A mortgage or frankly saying mortgage loan is a debt instrument secured by a specific real estate property with the condition that the borrower is obliged to payback with a pre-determined set of payments.
It can be used in two ways-either in raising funds to buy the real estate property, or by existing property owners to raise funds while mortgaging that property. The term “mortgage” is derived from a French word meaning “death pledge” and refers to the pledge dying when the obligation is totally fulfilled or some breach has been done due to which foreclosure has taken place.
This is a legal process which allows the lender to take the possession and sell the secured property to pay off the loan if any default occurs on account of the buyer.
As per Section 11 (4) (g) of the RERA Act, 2016, it is the duty of the promoter to pay all the outgoings till the transfer of the physical possession to the allottee, for example, maintenance charges, other local taxes, including mortgage loan and interest on mortgages and other liabilities payable to the local authorities.

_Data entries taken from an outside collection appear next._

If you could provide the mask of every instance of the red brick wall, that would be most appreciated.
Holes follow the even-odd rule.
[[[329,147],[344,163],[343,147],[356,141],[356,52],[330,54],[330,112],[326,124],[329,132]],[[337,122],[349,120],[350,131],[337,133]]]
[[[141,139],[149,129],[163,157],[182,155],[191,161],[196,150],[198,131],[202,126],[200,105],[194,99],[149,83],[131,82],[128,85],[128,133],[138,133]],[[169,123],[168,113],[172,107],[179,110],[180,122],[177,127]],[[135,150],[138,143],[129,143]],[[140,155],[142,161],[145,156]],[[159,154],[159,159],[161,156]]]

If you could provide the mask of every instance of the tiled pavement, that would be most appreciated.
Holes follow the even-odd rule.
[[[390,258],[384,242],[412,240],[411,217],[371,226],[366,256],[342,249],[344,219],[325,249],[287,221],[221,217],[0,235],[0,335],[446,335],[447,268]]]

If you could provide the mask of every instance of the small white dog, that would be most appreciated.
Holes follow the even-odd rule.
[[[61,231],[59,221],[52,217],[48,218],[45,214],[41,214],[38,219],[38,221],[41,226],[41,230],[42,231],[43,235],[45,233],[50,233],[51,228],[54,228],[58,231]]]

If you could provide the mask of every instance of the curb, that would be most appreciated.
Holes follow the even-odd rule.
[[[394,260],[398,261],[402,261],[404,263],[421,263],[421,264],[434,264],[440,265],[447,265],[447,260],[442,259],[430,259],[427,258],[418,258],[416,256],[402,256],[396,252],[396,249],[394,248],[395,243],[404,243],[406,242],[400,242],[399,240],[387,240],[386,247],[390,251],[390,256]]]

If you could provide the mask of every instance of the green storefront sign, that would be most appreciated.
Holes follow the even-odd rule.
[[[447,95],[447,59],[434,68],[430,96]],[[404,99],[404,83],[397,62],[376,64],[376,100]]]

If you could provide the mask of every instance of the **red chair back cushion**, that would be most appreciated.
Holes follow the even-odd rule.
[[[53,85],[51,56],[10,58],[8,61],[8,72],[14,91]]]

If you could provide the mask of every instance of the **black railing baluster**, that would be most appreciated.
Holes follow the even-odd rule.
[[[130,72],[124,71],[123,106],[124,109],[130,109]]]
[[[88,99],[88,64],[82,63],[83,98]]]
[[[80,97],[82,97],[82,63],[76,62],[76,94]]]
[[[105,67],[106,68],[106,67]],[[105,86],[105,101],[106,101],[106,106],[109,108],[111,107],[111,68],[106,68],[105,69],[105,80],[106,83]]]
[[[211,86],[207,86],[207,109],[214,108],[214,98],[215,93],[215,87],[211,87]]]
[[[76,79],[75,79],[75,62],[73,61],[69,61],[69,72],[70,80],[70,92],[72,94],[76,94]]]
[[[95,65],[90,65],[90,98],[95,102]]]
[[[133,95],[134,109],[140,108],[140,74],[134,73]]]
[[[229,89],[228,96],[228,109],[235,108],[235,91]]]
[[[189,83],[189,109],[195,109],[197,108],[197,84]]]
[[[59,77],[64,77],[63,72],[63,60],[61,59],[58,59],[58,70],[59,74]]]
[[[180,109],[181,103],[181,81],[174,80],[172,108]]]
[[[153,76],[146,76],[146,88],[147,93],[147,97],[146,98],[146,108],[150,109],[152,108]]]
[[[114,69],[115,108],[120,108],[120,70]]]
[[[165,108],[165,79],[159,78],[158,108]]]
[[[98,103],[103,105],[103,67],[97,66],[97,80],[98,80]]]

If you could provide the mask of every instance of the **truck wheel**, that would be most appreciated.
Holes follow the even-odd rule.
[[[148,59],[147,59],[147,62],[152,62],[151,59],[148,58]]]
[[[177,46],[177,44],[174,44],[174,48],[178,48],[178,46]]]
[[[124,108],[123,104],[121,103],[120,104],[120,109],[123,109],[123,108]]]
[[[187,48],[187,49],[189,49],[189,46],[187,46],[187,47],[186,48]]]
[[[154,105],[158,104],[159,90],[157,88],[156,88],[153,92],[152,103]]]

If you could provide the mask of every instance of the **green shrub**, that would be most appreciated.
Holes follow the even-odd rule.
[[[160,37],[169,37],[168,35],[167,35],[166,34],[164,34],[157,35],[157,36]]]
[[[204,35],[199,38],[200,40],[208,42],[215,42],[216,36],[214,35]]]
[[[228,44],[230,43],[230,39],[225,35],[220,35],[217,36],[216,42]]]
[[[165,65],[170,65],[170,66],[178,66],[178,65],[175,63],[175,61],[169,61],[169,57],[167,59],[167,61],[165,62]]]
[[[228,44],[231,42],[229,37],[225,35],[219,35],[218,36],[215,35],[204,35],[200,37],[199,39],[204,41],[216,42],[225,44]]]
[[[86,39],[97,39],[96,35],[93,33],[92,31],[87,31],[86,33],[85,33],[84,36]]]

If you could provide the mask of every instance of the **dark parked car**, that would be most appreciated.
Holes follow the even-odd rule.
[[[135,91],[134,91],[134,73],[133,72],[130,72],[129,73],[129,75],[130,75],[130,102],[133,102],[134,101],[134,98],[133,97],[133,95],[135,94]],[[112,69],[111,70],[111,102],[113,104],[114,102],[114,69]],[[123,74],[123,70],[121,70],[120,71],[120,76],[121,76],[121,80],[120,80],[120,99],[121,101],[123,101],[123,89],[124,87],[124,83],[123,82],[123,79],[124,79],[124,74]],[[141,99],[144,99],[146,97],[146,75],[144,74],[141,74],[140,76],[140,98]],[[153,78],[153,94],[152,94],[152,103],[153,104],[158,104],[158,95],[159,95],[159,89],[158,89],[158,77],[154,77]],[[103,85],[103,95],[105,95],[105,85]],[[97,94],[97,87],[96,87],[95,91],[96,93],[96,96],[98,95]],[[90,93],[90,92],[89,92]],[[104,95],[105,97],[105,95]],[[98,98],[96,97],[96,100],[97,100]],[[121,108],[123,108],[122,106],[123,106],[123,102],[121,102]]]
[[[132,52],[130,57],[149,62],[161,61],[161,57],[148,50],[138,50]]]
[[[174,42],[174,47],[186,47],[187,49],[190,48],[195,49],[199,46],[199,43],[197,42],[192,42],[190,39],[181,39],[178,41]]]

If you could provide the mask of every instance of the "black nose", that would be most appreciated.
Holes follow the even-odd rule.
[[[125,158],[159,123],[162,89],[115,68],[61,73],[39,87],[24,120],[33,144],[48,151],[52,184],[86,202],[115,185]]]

Proviso to Section 11(4) (g) of the RERA Act, 2016, states that where any promoter fails to pay any of the outgoings collected by him from the allottees including mortgage loan and interest thereon before transferring the property to the allottees, the promoter shall continue to be liable for such outgoings even after the transfer of the property and for any cost of legal proceedings which may be taken by any authority or other person.
The developers must note the above provisions in order to avoid any litigation and continue their work in a hassle-free manner.